Le motivazioni
«La condotta del pubblico agente che eserciti la propria funzione in conflitto di interessi non dimostra di per sé la corruzione». È un passaggio netto, destinato a pesare nel dibattito giudiziario e politico, quello contenuto nelle motivazioni della sentenza depositata il 13 novembre dalla Corte di Cassazione.
La VI Sezione penale, presieduta da Giorgio Fidelbo con estensore Fabrizio D’Arcangelo, ha dichiarato inammissibile il ricorso della Procura di Milano contro le ordinanze del Tribunale del Riesame che, a metà agosto, avevano annullato gli arresti domiciliari per carenza di gravi indizi di corruzione.
Al centro del procedimento gli indagati Manfredi Catella, Alessandro Scandurra, componente della Commissione Paesaggio del Comune di Milano, e Andrea Bezziccheri.
Secondo la Suprema Corte, «nel sistema penale non esiste una corruzione “senza accordo” e, dunque, senza prova del patto corruttivo». Un principio che rafforza la linea già tracciata dal Riesame: il conflitto di interessi, da solo, non basta a fondare l’ipotesi di reato.
I giudici spiegano infatti che «il Tribunale del riesame non ha violato la legge penale, né motivato in modo manifestamente illogico» nel ritenere che i pagamenti effettuati da Coima per gli incarichi professionali conferiti all’architetto Scandurra non costituissero una illecita remunerazione.
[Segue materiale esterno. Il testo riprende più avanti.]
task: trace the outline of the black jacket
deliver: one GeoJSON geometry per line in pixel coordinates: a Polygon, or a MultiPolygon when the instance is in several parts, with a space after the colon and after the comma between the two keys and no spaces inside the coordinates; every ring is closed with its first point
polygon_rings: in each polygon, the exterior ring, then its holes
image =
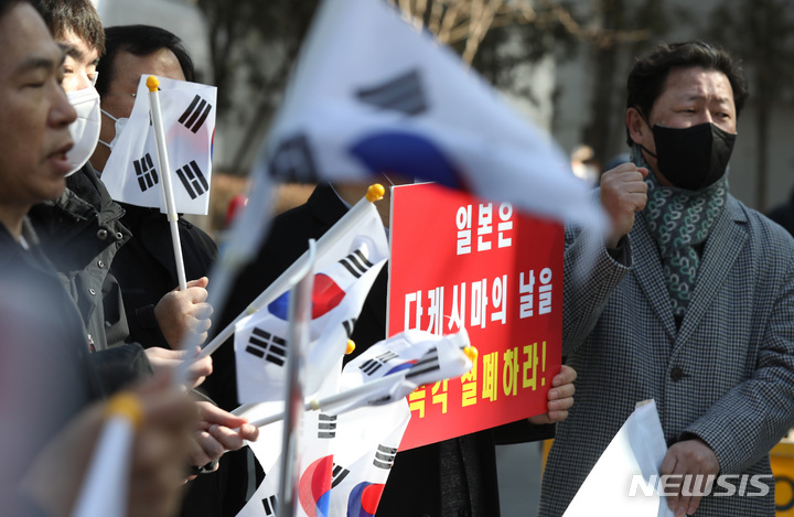
{"type": "MultiPolygon", "coordinates": [[[[121,222],[135,237],[119,250],[111,270],[121,286],[129,340],[146,347],[169,348],[154,319],[154,305],[179,286],[168,219],[157,208],[126,203],[121,206],[126,211],[121,222]]],[[[217,246],[183,217],[179,219],[179,230],[187,280],[207,276],[217,258],[217,246]]]]}
{"type": "Polygon", "coordinates": [[[131,234],[121,224],[124,209],[90,165],[67,177],[66,186],[57,200],[34,206],[30,219],[77,303],[94,348],[104,349],[122,344],[129,335],[121,289],[110,265],[131,234]]]}
{"type": "Polygon", "coordinates": [[[30,220],[79,310],[103,387],[114,392],[151,374],[143,347],[128,343],[121,288],[110,272],[131,234],[120,222],[124,208],[89,164],[67,177],[66,186],[57,200],[35,205],[30,220]]]}
{"type": "MultiPolygon", "coordinates": [[[[319,185],[305,204],[276,217],[257,258],[240,273],[224,310],[218,330],[233,321],[265,288],[319,239],[347,208],[326,184],[319,185]]],[[[352,335],[355,354],[386,337],[386,295],[388,268],[384,267],[369,291],[352,335]]],[[[230,343],[213,355],[215,365],[234,371],[230,343]]],[[[236,379],[225,379],[223,401],[237,403],[236,379]]],[[[549,428],[521,422],[498,428],[505,442],[539,440],[549,428]]],[[[498,484],[494,445],[502,440],[494,430],[434,443],[397,454],[378,505],[378,517],[498,517],[498,484]]]]}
Si tratterebbe, secondo la valutazione dei giudici, di incarichi «con una causa autonoma dallo svolgimento delle pubbliche funzioni (e dunque lecita), effettivamente svolti, regolarmente contabilizzati e privi di sovrafatturazione».
Un passaggio centrale delle motivazioni riguarda proprio la prova del patto corruttivo. La Cassazione chiarisce che essa «non può esaurirsi, neppure in sede cautelare, nella mera prova della dazione indebita al pubblico agente». Quest’ultima, precisano i giudici, «può costituire un indizio sul piano logico del reato di corruzione, ma non può di per sé rappresentarne la prova».